Does Arafat, for instance, have the power to do the sorts of things we're asking him to do to actually control the violence which is happening from the Palestinian side?

ROBERT MALLEY:

He can do a lot. He can do more than he's done. I think there's, if you want to put a percentage, 75-80% of the violence that he can control. But there is a residue of violence that he can't control, A) without the political ingredients that I spoke about in any event and, B) that are absolutely without his control, whether we are talking about Hamas or the Islamic Jihad. For him to take the steps to actually take the action against them then he really needs a political process because it's going to be a very bitter dispute if he tries to jail members of these two organizations.

GWEN IFILL:

Flip side of that question. Does Sharon have the will power to follow through on some of the things that the Mitchell report suggests?

GEOFFREY KEMP:

Well, Sharon is in something of a dilemma because he's discovering that being a prime minister, courting the world press, courting George Bush and the Europeans requires that he be statesman-like, that he be cautious in his reactions. He's got a right wing particularly in the settler community that is livid with him at this point in time who want to unleash the old Sharon and go in and really be tough on the Palestinians. So far Sharon is verging on the side of restraint. He's had two meetings with George Bush in the Oval Office. Yasser Arafat has had none. That perhaps says it all. Sharon knows that the moment he really escalates violence against the Palestinians because of another bombing or something like that, then all this good will could easily be shattered overnight. I don't think he wants to get to that point.

GWEN IFILL:

At what point does it become wise for the United States to invite Yasser Arafat to the White House.

ROBERT MALLEY:

I think we shouldn't make too much of it as a carrot or as a stick of not inviting him.

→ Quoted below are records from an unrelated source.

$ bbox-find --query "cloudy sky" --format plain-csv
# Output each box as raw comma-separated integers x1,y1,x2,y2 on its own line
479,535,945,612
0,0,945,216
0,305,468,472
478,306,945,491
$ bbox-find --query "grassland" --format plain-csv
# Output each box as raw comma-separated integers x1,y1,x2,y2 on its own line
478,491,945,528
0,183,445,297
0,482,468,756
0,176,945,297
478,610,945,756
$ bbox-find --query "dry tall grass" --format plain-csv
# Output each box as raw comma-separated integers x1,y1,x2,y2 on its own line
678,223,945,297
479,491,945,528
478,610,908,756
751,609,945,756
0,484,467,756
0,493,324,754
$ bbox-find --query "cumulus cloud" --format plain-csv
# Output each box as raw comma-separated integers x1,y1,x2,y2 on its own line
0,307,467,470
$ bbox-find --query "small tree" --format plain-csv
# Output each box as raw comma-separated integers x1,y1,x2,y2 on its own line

He's the person you have to deal with because as I said he has more control over the Palestinians than anyone else. If you want to deal with the Palestinians, you have to deal with him. At some point President Bush has to meet with him. President Bush has his own reasons for not wanting to do it. It would be a mistake to overestimate how much leverage the prospect of a visit actually has.

GWEN IFILL:

Does it give Arafat domestic political leverage, the prospect of a visit?

GEOFFREY KEMP:

I think it's seen right now not just by the Palestinian but our Arab friends as a snub, a very deliberate snub by an administration incidentally that most Arab, Arab leaders in the Middle East thought would be more favorably disposed towards them than Bill Clinton who they saw as very, very pro Israel. So there's been a real shattering of illusions about the Bush administration. At some point I think a meeting with Bush will be inevitable if there is a ceasefire and if there is progress. But I don't think that's coming any time soon.

GWEN IFILL:

Geoffrey Kemp, Robert Malley, thank you both very much.